Firstly, the attributes need to be set. The simplest way is to copy these from the original SEG-Y input. Otherwise they can be set manually. segysak
specifically needs the sample_rate
and the coord_scalar
attributes.
volve_3d_ds.attrs = volve_3d.attrs
display(volve_3d_ds.attrs)
{'seisnc': '{"coord_scalar": -100.0, "coord_scaled": false}'}
The cdp_x
and cdp_y
positions must be reduced to 2D along the vertical axis "twt" and set as coordinates.
volve_3d_ds["cdp_x"]
<xarray.DataArray 'cdp_x' (iline: 61, xline: 202, samples: 850)> Size: 42MB array([[[43640052, 43640052, 43640052, ..., 43640052, 43640052, 43640052], [43638839, 43638839, 43638839, ..., 43638839, 43638839, 43638839], [43637626, 43637626, 43637626, ..., 43637626, 43637626, 43637626], ..., [43398692, 43398692, 43398692, ..., 43398692, 43398692, 43398692], [43397480, 43397480, 43397480, ..., 43397480, 43397480, 43397480], [43396267, 43396267, 43396267, ..., 43396267, 43396267, 43396267]], [[43640354, 43640354, 43640354, ..., 43640354, 43640354, 43640354], [43639141, 43639141, 43639141, ..., 43639141, 43639141, 43639141], [43637928, 43637928, 43637928, ..., 43637928, 43637928, 43637928], ... [43416536, 43416536, 43416536, ..., 43416536, 43416536, 43416536], [43415323, 43415323, 43415323, ..., 43415323, 43415323, 43415323], [43414110, 43414110, 43414110, ..., 43414110, 43414110, 43414110]], [[43658198, 43658198, 43658198, ..., 43658198, 43658198, 43658198], [43656985, 43656985, 43656985, ..., 43656985, 43656985, 43656985], [43655772, 43655772, 43655772, ..., 43655772, 43655772, 43655772], ..., [43416839, 43416839, 43416839, ..., 43416839, 43416839, 43416839], [43415626, 43415626, 43415626, ..., 43415626, 43415626, 43415626], [43414413, 43414413, 43414413, ..., 43414413, 43414413, 43414413]]], dtype=int32) Coordinates: * iline (iline) int16 122B 10090 10091 10092 10093 ... 10148 10149 10150 * xline (xline) int16 404B 2150 2151 2152 2153 2154 ... 2348 2349 2350 2351 * samples (samples) float32 3kB 4.0 8.0 12.0 ... 3.392e+03 3.396e+03 3.4e+03
volve_3d_ds["cdp_x"] = volve_3d_ds["cdp_x"].mean(dim=["samples"])
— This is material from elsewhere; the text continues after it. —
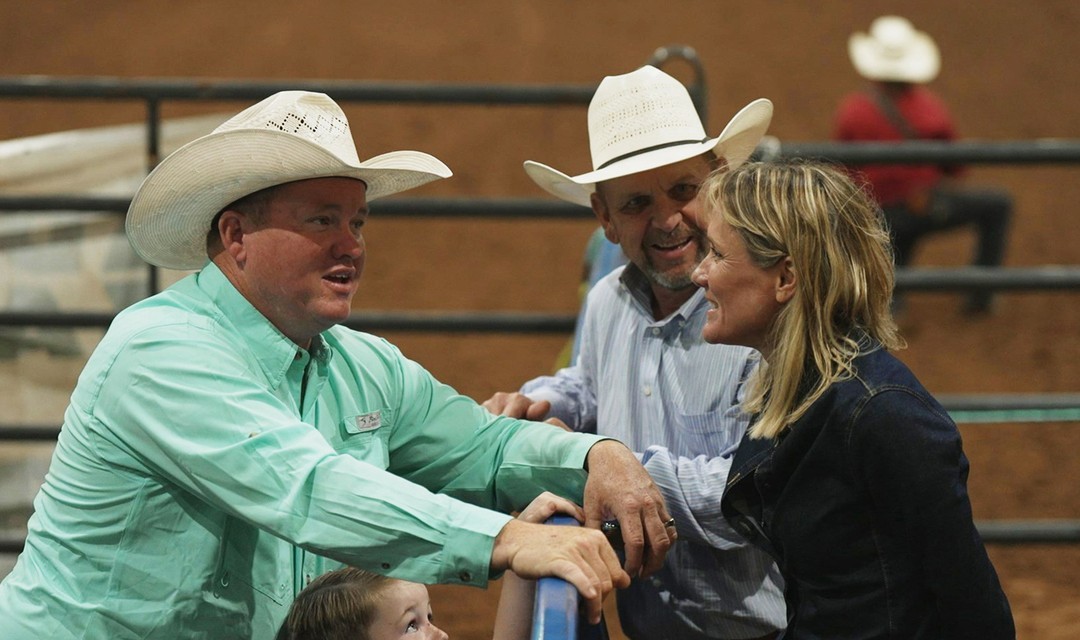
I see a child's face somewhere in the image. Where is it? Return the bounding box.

volve_3d_ds["cdp_y"] = volve_3d_ds["cdp_y"].mean(dim=["samples"])
volve_3d_ds = volve_3d_ds.set_coords(["cdp_x", "cdp_y"])
volve_3d_ds
<xarray.Dataset> Size: 42MB Dimensions: (iline: 61, xline: 202, samples: 850) Coordinates: cdp_x (iline, xline) float64 99kB 4.364e+07 4.364e+07 ... 4.341e+07 cdp_y (iline, xline) float64 99kB 6.477e+08 6.477e+08 ... 6.479e+08 * iline (iline) int16 122B 10090 10091 10092 10093 ... 10148 10149 10150 * xline (xline) int16 404B 2150 2151 2152 2153 2154 ... 2348 2349 2350 2351 * samples (samples) float32 3kB 4.0 8.0 12.0 ... 3.392e+03 3.396e+03 3.4e+03 Data variables: data (iline, xline, samples) float32 42MB 0.02057 0.02204 ... 0.0 0.0 Attributes: seisnc: {"coord_scalar": -100.0, "coord_scaled": false}
Afterwards, use the to_segy
method as normal to return to SEGY.
volve_3d_ds.seisio.to_segy("data/test.segy", iline=189, xline=193, trace_header_map={'cdp_x':181, 'cdp_y':185})
Very large datasets¶
If you have a very large dataset (SEG-Y file), it may be possible to use ds.to_dask_dataframe()
which can perform operations, including the writing of data in a lazy manner.